In a 3D printer, plastic is extruded through a nozzle over a build surface. By moving the nozzle relative to the surface, material can deposited in an arbitrary pattern within a horizontal layer, and by stacking many such layers, a three-dimensional object is formed. In many 3D printers, the nozzle is able to move left and right along the x-axis (from a top-down view) while the build surface slides along the y-axis (with layers stacking up the z-axis).

However, in a polar 3D printer, the build surface is a circular turntable that spins about its center, while the nozzle is attached to an arm that pivots about a point just off the edge of the turntable (see figure). By making the length of the pivot arm equal to the radius of the turntable, the nozzle can be positioned over any point on the turntable by controlling a combination of spin angle φ (“phi”) and pivot angle θ (“theta”). Printing circular shapes is easy with such a setup (the turntable just spins under a fixed nozzle), but printing straight lines evenly is more difficult.

Our goal is to print a straight line from the center of the build surface to its edge, represented by the dotted line in the figure. Initially, both φ and θ are 0°; then, as the turntable spins (increasing φ), we must pivot the arm (increasing θ) at a different rate so that the nozzle (denoted by P) stays on the line. While the required pivot can be computed analytically, we will instead take an iterative approach inspired by feedback control: starting with the nozzle over the center (θ = 0°), increase θ by a fixed amount until the angle that the nozzle makes with respect to the horizontal line in the figure is equal to the turntable angle φ. More specifically, we want to increase θ until the difference between φ and the angle to P changes sign; that final value of θ is our solution. Along the way, we should plot this difference vs. θ to visualize our approach.

Download the file polarPrinter.m from the Projects page. Read and run it. Since the program is incomplete, the output includes only a figure window with axis labels and the given values of r and φ printed to the Command Window. You will complete the program to determine and print to the Command Window the value of θ that would place the nozzle on the target line, as well as its distance s along that line (you will use this to evaluate the evenness of the line in Project 3).
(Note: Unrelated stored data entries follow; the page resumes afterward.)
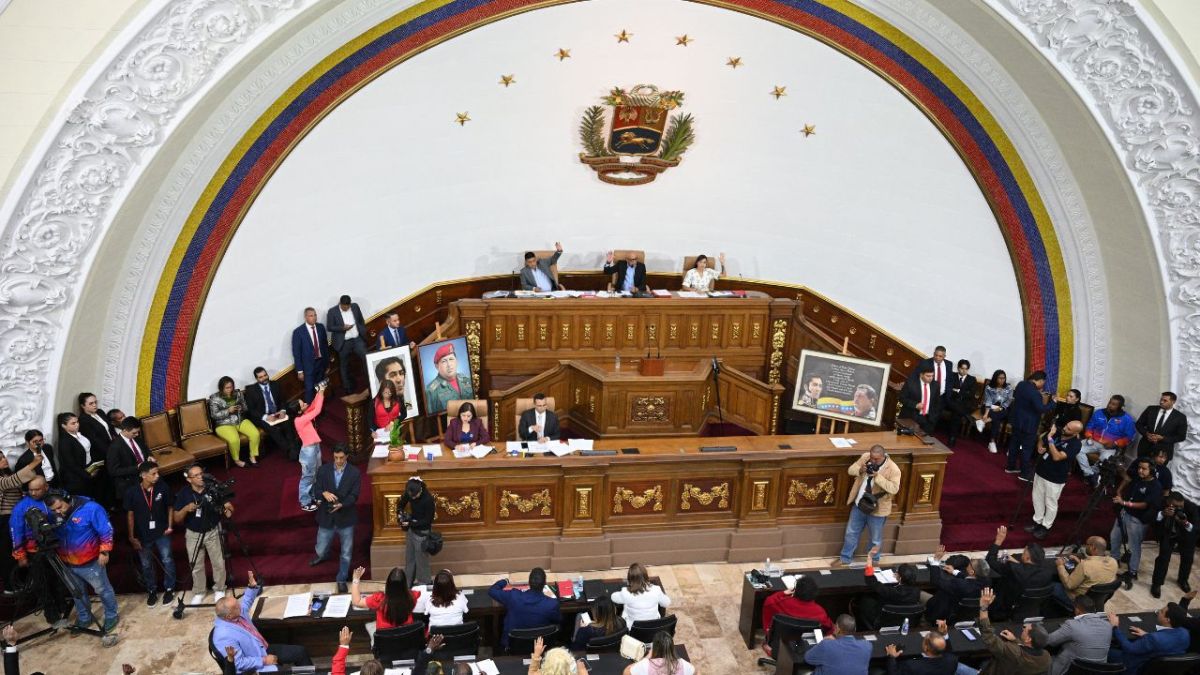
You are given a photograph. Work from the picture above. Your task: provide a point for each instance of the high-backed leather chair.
(553, 269)
(523, 405)
(481, 410)
(196, 431)
(161, 440)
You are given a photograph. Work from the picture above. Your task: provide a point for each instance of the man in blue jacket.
(1135, 653)
(233, 628)
(1025, 414)
(526, 609)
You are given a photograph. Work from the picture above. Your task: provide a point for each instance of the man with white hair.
(232, 628)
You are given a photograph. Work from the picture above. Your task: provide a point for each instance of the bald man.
(1057, 454)
(233, 628)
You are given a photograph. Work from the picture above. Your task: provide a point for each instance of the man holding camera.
(876, 481)
(198, 509)
(1177, 531)
(85, 543)
(1139, 501)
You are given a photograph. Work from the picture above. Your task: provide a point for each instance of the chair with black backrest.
(786, 628)
(1175, 664)
(895, 614)
(521, 639)
(606, 643)
(1031, 602)
(1080, 667)
(967, 609)
(399, 643)
(1103, 592)
(461, 639)
(645, 631)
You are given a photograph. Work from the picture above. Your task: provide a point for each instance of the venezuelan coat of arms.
(643, 137)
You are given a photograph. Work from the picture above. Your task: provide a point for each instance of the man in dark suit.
(310, 352)
(394, 334)
(1162, 426)
(919, 400)
(537, 275)
(336, 494)
(629, 275)
(1025, 414)
(264, 406)
(125, 455)
(36, 444)
(349, 334)
(539, 423)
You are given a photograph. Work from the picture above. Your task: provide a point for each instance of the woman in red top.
(394, 605)
(799, 604)
(388, 405)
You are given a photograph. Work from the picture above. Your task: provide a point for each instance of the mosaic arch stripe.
(984, 148)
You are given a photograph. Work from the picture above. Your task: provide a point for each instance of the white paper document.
(337, 605)
(298, 605)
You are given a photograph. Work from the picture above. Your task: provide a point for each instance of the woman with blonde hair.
(557, 662)
(641, 598)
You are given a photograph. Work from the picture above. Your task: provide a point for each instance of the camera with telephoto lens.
(216, 491)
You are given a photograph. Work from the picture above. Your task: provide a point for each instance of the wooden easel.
(833, 423)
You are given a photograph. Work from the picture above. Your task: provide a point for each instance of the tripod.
(225, 524)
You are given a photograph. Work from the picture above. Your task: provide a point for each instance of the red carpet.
(978, 496)
(277, 535)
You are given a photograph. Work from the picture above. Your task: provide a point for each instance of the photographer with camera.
(52, 593)
(417, 525)
(1139, 502)
(85, 543)
(1177, 520)
(876, 481)
(199, 507)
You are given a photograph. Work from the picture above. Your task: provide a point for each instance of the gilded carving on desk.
(720, 494)
(583, 502)
(797, 489)
(539, 499)
(468, 503)
(649, 408)
(636, 501)
(927, 488)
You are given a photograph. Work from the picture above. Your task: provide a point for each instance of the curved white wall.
(875, 210)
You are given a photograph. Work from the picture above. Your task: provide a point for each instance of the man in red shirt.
(799, 603)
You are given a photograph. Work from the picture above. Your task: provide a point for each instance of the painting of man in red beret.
(449, 378)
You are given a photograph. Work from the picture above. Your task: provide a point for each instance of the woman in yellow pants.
(227, 408)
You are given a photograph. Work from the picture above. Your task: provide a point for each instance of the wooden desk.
(600, 400)
(684, 505)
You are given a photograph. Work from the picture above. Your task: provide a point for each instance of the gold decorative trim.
(927, 488)
(468, 502)
(719, 493)
(583, 502)
(539, 499)
(759, 501)
(473, 344)
(649, 408)
(636, 501)
(797, 488)
(778, 340)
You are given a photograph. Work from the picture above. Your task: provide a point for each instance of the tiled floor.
(705, 597)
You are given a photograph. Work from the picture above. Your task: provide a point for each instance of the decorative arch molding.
(33, 360)
(928, 83)
(1119, 63)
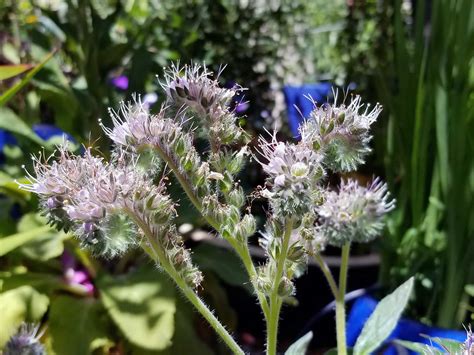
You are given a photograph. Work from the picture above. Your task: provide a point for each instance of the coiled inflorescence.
(354, 213)
(341, 132)
(294, 171)
(195, 88)
(107, 205)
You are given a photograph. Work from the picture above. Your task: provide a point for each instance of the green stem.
(241, 250)
(327, 274)
(275, 301)
(157, 254)
(340, 306)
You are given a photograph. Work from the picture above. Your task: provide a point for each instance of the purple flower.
(75, 275)
(120, 82)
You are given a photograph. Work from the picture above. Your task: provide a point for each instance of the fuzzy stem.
(327, 274)
(340, 306)
(275, 301)
(242, 250)
(156, 253)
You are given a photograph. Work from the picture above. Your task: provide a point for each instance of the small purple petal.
(149, 99)
(120, 82)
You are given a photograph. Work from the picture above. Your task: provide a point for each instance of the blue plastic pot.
(406, 329)
(299, 106)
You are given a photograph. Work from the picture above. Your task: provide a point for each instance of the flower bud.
(236, 197)
(285, 287)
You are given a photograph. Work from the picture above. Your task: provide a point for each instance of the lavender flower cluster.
(111, 206)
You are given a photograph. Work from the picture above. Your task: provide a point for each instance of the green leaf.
(384, 319)
(77, 325)
(9, 71)
(5, 97)
(300, 346)
(7, 244)
(142, 305)
(44, 247)
(9, 121)
(23, 304)
(42, 282)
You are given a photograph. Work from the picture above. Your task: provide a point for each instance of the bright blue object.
(299, 106)
(405, 330)
(47, 131)
(6, 138)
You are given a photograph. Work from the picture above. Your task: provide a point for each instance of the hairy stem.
(156, 253)
(275, 301)
(327, 274)
(340, 306)
(241, 250)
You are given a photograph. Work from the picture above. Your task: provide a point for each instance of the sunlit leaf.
(9, 121)
(383, 320)
(9, 71)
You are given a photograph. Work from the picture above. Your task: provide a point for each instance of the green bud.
(236, 197)
(286, 287)
(295, 253)
(234, 214)
(225, 184)
(180, 146)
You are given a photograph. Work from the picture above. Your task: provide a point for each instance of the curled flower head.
(88, 196)
(294, 171)
(194, 88)
(341, 132)
(468, 345)
(25, 342)
(354, 213)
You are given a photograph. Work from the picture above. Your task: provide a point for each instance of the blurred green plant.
(426, 82)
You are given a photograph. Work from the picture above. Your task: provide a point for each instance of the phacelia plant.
(113, 205)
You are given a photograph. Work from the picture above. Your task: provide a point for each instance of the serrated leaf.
(417, 347)
(77, 325)
(7, 244)
(142, 305)
(9, 71)
(449, 345)
(23, 304)
(44, 247)
(384, 319)
(300, 346)
(223, 262)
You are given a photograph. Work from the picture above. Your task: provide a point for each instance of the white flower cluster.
(195, 88)
(341, 132)
(354, 213)
(294, 172)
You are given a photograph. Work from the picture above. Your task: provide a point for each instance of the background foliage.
(409, 55)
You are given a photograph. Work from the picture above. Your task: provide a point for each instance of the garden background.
(63, 63)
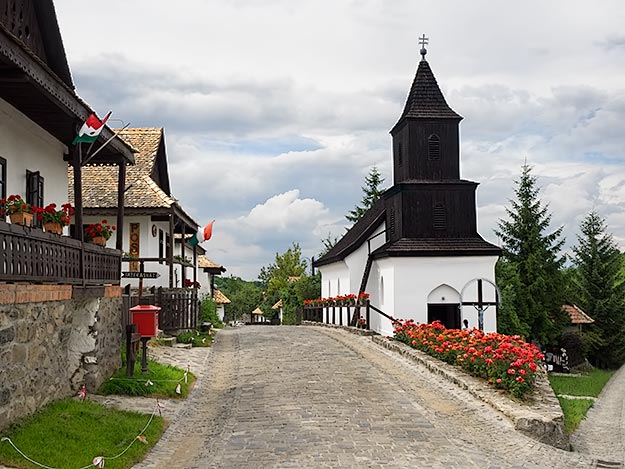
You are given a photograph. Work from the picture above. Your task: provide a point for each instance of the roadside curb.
(541, 418)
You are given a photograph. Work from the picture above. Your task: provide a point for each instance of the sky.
(275, 110)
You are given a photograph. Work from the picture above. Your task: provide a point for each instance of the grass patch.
(196, 338)
(165, 378)
(574, 411)
(70, 433)
(589, 384)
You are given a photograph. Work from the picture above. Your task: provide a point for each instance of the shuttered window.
(434, 147)
(440, 217)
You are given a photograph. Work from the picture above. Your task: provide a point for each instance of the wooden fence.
(30, 255)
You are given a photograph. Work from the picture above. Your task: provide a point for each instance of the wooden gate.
(179, 308)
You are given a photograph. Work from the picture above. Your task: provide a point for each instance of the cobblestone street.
(301, 397)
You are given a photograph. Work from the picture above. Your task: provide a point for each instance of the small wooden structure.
(578, 317)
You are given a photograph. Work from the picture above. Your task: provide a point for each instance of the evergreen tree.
(371, 193)
(600, 290)
(536, 294)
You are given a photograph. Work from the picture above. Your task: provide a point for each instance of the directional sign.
(140, 275)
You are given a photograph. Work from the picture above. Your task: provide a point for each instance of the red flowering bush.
(99, 229)
(50, 214)
(507, 362)
(14, 204)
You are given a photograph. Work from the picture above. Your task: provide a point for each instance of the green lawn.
(164, 379)
(589, 384)
(70, 433)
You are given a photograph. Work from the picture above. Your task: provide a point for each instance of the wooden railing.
(342, 313)
(30, 255)
(179, 308)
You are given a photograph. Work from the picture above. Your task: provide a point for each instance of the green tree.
(244, 296)
(600, 290)
(371, 193)
(536, 294)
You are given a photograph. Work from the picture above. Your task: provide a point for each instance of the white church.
(417, 251)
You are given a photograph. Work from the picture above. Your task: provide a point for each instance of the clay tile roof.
(220, 298)
(100, 182)
(204, 262)
(577, 315)
(425, 99)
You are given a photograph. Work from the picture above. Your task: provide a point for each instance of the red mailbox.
(146, 319)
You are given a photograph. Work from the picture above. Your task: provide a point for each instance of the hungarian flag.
(91, 129)
(204, 234)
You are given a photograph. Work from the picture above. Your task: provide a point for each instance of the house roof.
(425, 99)
(577, 315)
(220, 298)
(204, 262)
(425, 247)
(356, 235)
(100, 182)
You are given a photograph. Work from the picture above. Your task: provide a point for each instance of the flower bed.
(507, 362)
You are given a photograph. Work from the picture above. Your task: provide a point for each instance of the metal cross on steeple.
(423, 41)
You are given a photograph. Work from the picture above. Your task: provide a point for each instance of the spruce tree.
(371, 193)
(600, 291)
(534, 255)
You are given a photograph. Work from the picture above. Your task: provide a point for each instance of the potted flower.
(54, 220)
(20, 212)
(99, 233)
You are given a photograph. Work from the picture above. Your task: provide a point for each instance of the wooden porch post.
(78, 223)
(170, 251)
(183, 229)
(121, 188)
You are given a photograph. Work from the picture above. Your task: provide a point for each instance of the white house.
(417, 251)
(152, 216)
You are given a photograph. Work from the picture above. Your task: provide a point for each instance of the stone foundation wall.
(51, 346)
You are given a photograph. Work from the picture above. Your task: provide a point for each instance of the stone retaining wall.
(540, 417)
(50, 348)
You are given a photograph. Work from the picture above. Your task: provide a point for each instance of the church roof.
(356, 236)
(424, 247)
(425, 100)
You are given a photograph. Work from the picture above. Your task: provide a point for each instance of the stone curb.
(540, 419)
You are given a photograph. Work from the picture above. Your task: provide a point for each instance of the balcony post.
(121, 190)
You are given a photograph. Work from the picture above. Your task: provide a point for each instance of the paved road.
(299, 397)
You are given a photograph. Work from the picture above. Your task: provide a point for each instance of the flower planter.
(22, 218)
(99, 240)
(52, 227)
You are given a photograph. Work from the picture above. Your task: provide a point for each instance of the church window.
(434, 147)
(440, 217)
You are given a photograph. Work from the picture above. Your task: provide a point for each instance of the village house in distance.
(417, 251)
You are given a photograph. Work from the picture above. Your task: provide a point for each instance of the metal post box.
(146, 319)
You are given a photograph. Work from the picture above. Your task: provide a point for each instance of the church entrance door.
(448, 314)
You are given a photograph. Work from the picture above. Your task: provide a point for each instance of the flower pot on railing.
(99, 240)
(52, 227)
(21, 218)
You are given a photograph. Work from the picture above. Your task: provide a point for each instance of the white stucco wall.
(26, 146)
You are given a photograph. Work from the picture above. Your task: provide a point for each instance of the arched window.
(434, 147)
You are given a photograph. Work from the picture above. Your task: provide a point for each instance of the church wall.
(411, 280)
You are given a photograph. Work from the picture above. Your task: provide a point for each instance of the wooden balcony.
(30, 255)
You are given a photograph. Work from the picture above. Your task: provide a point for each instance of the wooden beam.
(170, 251)
(121, 185)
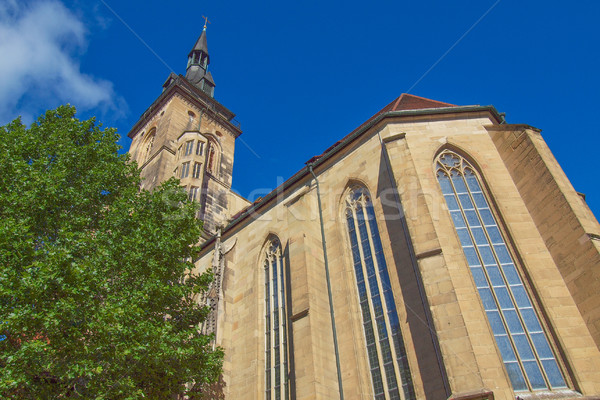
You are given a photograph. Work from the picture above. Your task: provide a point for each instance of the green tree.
(97, 300)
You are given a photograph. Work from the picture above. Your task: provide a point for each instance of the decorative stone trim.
(482, 394)
(299, 315)
(429, 253)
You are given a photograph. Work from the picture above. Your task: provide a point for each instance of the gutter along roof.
(404, 106)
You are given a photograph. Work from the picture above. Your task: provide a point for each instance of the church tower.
(187, 134)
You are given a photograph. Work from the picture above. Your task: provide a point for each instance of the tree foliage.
(96, 293)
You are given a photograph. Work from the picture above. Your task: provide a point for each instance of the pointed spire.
(198, 60)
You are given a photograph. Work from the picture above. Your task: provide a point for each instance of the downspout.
(335, 344)
(413, 260)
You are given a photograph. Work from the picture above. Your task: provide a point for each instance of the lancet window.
(211, 158)
(390, 372)
(148, 145)
(276, 331)
(527, 355)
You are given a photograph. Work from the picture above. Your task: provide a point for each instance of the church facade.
(434, 252)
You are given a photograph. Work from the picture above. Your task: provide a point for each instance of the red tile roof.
(403, 103)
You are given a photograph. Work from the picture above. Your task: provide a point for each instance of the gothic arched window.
(523, 344)
(147, 147)
(276, 334)
(211, 157)
(386, 353)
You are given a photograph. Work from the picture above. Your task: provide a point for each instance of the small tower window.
(147, 148)
(276, 333)
(390, 372)
(210, 158)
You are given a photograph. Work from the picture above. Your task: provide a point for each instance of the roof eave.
(346, 141)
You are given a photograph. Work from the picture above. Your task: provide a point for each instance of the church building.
(434, 252)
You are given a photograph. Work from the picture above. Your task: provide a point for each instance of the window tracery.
(390, 372)
(523, 344)
(276, 334)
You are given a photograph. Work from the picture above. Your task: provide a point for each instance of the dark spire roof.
(201, 43)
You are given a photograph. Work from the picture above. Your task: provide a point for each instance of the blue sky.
(301, 75)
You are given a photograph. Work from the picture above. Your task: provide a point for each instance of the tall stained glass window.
(390, 373)
(276, 354)
(523, 344)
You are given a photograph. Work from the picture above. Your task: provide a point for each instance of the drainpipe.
(413, 259)
(335, 345)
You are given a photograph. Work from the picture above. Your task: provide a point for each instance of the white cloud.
(39, 69)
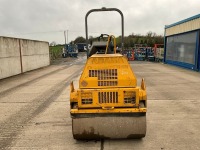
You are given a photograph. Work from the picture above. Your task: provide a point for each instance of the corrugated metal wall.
(184, 27)
(20, 55)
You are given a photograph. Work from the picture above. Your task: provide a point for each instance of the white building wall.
(184, 27)
(21, 55)
(9, 57)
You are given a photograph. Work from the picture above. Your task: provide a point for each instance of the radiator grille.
(106, 77)
(86, 98)
(129, 97)
(108, 97)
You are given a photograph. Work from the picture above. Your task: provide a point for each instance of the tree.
(79, 39)
(53, 43)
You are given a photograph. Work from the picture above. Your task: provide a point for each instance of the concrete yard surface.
(35, 111)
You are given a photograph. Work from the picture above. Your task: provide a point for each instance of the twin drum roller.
(108, 103)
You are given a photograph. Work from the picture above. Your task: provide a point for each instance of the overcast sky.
(46, 20)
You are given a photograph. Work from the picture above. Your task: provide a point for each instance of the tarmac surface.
(35, 112)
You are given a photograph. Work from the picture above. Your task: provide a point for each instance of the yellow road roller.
(108, 103)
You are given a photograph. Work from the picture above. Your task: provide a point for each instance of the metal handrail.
(104, 9)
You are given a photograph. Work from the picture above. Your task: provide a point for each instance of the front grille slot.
(129, 97)
(106, 77)
(86, 98)
(108, 97)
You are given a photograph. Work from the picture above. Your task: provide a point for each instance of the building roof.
(183, 21)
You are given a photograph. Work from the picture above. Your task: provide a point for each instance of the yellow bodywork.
(108, 85)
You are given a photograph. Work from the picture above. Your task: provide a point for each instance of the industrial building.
(182, 43)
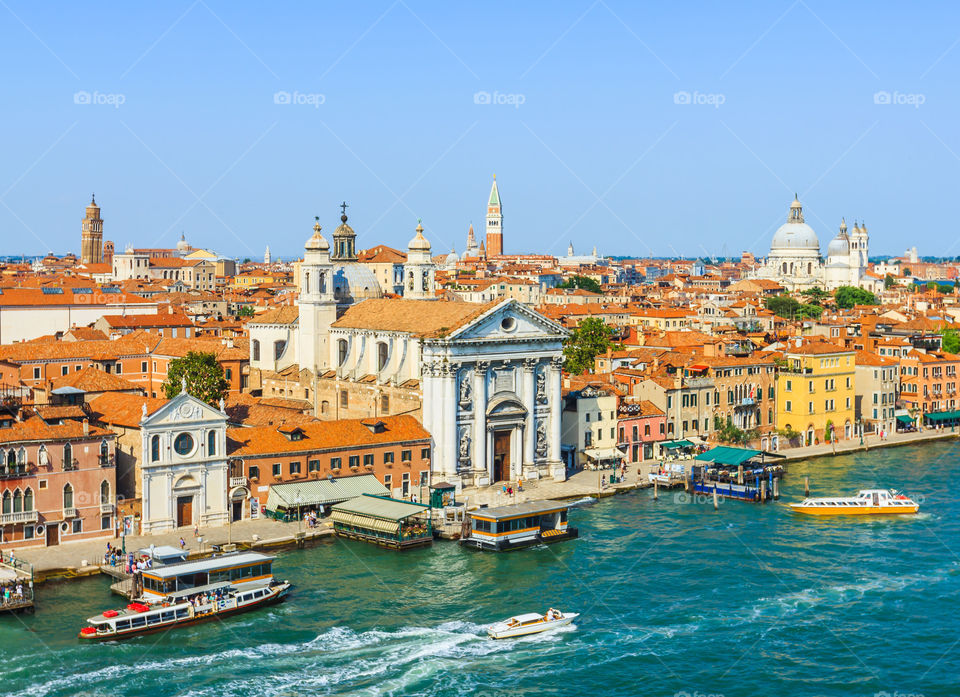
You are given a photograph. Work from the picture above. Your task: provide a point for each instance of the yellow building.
(816, 391)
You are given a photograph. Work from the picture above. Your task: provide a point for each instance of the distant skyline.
(646, 131)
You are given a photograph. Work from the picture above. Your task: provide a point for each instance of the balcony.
(19, 517)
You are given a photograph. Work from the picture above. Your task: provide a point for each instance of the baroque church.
(484, 379)
(795, 261)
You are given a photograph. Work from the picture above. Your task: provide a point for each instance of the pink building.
(639, 424)
(57, 480)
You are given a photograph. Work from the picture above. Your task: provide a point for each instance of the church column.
(480, 417)
(529, 396)
(556, 407)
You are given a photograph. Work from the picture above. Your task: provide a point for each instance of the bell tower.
(494, 222)
(91, 235)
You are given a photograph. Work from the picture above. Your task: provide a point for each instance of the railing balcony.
(19, 517)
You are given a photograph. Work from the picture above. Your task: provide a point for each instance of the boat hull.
(854, 510)
(496, 632)
(277, 597)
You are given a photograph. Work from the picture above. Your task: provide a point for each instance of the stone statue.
(541, 388)
(466, 391)
(465, 445)
(542, 439)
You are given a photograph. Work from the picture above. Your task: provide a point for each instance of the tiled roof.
(35, 429)
(91, 379)
(123, 409)
(424, 318)
(324, 435)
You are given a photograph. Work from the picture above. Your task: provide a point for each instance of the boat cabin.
(518, 525)
(242, 570)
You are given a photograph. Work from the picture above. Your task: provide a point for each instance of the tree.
(204, 377)
(585, 343)
(584, 282)
(950, 341)
(848, 296)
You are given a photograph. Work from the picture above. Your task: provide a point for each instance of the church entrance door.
(184, 511)
(501, 456)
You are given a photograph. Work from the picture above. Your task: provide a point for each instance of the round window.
(183, 444)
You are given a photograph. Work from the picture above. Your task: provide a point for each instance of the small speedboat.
(866, 502)
(530, 623)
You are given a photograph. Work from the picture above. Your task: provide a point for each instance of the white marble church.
(486, 376)
(795, 261)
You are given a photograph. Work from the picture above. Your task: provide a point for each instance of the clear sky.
(661, 128)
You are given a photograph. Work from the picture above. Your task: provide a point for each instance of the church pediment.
(510, 320)
(183, 409)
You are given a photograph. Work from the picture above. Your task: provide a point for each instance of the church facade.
(483, 378)
(795, 261)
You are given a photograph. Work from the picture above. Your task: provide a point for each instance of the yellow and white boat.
(530, 623)
(866, 502)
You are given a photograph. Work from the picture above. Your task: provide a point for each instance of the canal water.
(676, 599)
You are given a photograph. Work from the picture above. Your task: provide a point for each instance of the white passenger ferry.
(866, 502)
(190, 592)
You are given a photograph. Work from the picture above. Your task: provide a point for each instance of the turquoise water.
(676, 599)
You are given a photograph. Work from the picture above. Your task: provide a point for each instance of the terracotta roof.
(123, 409)
(91, 379)
(324, 435)
(36, 429)
(423, 318)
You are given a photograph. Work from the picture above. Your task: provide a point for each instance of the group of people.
(13, 593)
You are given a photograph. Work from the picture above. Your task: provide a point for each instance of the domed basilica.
(795, 261)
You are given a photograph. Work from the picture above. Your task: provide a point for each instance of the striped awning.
(391, 527)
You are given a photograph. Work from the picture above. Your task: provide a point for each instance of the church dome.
(795, 235)
(354, 282)
(419, 243)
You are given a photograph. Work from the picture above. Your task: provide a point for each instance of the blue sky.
(644, 129)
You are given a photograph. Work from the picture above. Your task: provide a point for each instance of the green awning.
(725, 455)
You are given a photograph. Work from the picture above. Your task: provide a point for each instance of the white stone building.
(184, 466)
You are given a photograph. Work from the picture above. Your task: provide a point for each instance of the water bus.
(517, 525)
(189, 592)
(866, 502)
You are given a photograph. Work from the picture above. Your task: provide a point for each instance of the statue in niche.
(542, 439)
(464, 445)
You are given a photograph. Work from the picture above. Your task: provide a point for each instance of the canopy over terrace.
(282, 498)
(383, 521)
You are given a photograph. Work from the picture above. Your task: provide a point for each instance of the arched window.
(381, 355)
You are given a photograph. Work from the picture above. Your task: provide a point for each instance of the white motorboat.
(530, 623)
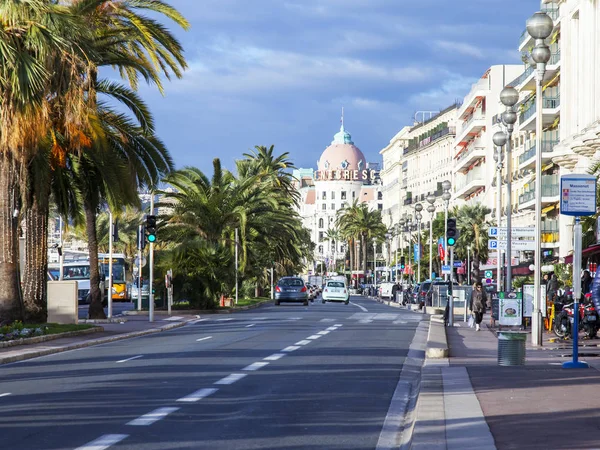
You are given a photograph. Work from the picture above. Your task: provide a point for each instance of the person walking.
(478, 304)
You must use the approach described above (though if you can work out the analytical solution, you may use it to check your work).

Additional specifications, considerations, and hints

Submission

Submit your files on CMS (after registering your group). They should include tank.m, polarPrinter.m, and the files from part B. Don’t accidentally upload the original version of polarPrinter.m that you downloaded from the course website!